This article explains the different types of KPIs and data that are important to an affiliate program and how to include them in reporting.
Volume KPIs
Clicks, orders, revenue, commissions, and joined partners. Not all programs track revenue for KPIs, for example, a leads or installs based program.
Business KPIs
AOV, CPA/CPL, New Customer Rate, RoAS, ROI, Commission Rate, and Conversion Rate. These help add context, understanding and can indicate value to the program. Most often these are calculated. Finance or lead programs are more likely to use CPA/CPL. Affluent has pre-created calculated metrics.
Program Evaluation KPIs
Click-Active rate, Sale or Lead Active rate, Program Weighting ( the percentage of the program coming from the top 10 partners), Content Percentage of Sales (percentage of sales coming from content partners), Program evaluation metrics help assess the program overall and indicate program health in comparison to other programs. Affluent has pre-created metrics and metric variants to automate reporting on these metrics.
For definitions of all Affluent metrics, visit the Metric Glossary.
Program Level Data
Measures performance for the whole program over a specific period of time. Reviewing program-level data helps to identify program trends and anomalies. It is important to review this data on a regular cadence.
Dimension Level Data
Dimension level data looks at a specific dimension of the program.
- Performance by Partner
- Performance by Country
- Performance by SKU/Product
Transaction Level Data
This is the most granular level of data and involves looking at transactions line by line. This may be something that you only do to answer a specific question or to resolve a red flag. In Affluent transaction level data is available via the Overview under the Transactions tab.
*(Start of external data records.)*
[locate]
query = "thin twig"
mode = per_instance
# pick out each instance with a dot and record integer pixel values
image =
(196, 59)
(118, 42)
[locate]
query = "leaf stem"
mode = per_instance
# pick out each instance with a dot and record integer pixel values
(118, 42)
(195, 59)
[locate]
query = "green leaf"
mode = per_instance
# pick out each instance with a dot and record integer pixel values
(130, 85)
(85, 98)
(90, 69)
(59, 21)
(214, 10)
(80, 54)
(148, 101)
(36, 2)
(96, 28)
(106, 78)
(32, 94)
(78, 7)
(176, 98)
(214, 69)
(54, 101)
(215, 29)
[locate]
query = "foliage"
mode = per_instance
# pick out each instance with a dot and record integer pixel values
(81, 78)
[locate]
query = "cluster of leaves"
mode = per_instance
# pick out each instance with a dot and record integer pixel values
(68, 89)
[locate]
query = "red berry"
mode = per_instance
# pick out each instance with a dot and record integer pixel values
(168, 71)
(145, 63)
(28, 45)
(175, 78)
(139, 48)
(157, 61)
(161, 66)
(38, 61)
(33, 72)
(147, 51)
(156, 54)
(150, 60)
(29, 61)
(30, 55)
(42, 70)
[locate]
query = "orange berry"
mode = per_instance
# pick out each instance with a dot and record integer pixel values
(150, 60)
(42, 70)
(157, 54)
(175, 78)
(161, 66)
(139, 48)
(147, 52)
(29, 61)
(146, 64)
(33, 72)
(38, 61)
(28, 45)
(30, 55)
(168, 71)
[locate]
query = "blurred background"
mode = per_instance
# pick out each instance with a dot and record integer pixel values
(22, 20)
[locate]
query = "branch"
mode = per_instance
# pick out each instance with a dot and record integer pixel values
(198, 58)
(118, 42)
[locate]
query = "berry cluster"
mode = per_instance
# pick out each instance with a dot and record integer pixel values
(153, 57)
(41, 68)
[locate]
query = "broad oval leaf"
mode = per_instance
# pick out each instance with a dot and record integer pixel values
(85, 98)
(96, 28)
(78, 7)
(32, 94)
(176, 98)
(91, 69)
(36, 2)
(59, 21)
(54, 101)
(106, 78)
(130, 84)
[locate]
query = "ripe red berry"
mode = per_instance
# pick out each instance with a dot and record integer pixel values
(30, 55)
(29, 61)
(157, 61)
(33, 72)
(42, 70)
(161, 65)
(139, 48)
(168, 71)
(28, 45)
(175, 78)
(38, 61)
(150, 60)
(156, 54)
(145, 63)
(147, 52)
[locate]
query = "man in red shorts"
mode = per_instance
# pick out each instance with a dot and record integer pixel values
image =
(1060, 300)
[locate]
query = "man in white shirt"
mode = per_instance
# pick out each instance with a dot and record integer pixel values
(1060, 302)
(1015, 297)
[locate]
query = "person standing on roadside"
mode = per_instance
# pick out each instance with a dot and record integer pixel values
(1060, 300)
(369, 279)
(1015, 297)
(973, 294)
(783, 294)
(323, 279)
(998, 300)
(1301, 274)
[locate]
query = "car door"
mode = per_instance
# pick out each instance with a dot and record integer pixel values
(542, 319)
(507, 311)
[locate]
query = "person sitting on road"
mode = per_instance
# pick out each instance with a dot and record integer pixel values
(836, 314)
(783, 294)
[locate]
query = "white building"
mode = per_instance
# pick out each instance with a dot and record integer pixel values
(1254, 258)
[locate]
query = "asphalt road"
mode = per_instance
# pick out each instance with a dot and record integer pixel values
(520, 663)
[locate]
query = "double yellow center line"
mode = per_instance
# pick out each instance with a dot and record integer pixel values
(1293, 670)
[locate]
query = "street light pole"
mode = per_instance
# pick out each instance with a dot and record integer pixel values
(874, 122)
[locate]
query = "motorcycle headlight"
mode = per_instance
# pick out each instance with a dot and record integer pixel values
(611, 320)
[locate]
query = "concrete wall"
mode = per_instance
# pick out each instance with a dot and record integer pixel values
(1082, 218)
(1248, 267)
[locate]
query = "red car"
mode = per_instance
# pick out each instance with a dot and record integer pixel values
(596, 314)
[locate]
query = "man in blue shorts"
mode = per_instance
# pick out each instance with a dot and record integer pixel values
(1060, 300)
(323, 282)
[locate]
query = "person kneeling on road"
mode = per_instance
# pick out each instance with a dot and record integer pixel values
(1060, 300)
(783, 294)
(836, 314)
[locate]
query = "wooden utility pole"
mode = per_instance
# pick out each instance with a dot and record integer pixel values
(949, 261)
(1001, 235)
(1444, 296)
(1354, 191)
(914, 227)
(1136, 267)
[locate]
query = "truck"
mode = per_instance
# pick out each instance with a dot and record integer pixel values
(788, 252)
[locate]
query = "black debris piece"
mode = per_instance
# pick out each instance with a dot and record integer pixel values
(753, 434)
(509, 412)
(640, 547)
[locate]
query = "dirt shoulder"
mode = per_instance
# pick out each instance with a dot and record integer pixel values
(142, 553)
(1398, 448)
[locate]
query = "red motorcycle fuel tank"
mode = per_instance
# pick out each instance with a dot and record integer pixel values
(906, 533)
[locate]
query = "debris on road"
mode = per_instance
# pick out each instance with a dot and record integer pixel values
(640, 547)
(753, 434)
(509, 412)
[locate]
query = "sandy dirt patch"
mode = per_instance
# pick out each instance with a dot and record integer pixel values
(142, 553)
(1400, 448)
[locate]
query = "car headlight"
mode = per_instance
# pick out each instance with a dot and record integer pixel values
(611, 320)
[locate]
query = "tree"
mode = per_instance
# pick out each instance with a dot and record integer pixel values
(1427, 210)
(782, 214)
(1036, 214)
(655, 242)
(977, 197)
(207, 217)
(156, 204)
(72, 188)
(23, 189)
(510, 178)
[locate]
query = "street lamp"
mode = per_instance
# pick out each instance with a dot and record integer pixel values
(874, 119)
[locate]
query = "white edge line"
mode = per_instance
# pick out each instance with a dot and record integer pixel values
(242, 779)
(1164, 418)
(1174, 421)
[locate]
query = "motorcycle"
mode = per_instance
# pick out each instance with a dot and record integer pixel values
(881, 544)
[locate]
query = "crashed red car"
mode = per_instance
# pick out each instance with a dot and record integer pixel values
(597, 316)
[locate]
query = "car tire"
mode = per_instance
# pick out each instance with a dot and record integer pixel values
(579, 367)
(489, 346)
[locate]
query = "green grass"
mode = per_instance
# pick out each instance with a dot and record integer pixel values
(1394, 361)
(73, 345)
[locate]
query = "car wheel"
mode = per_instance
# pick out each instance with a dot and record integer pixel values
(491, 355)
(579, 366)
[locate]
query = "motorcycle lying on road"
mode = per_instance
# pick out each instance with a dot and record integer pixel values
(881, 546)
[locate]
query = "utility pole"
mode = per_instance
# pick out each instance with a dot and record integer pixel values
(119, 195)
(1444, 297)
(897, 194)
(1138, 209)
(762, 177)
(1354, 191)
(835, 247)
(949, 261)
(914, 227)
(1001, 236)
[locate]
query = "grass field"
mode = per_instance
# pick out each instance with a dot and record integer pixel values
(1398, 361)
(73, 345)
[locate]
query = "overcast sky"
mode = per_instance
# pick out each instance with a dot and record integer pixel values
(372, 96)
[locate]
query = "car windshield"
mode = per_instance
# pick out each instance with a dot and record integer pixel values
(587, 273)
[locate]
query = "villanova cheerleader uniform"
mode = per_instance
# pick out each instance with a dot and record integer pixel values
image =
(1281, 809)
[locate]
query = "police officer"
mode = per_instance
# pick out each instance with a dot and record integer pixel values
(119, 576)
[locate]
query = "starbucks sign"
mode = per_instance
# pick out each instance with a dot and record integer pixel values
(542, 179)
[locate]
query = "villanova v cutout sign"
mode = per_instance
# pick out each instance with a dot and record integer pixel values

Reporting Tip: it is important to first understand what 'normal' performance and KPIs look like. From there you can spot any abnormalities. When you are preparing an internal or external report you can then tell the story behind the data. To include a narrative add a text box to your dashboard.
How to identify abnormalities?
The most common way to identify an abnormality is to look at period-over-period data. Affluent supports comparing data using the 'previous period' and 'previous year' metric variants.
Trends are also another great way to spot abnormalities. Consider whether of not the program is trending in the right direction. There are often reasons why a program will see temporary decreases in revenue or other metrics e.g. buying habits, seasonal trends, the promotion of a specific product, or a host of other reasons.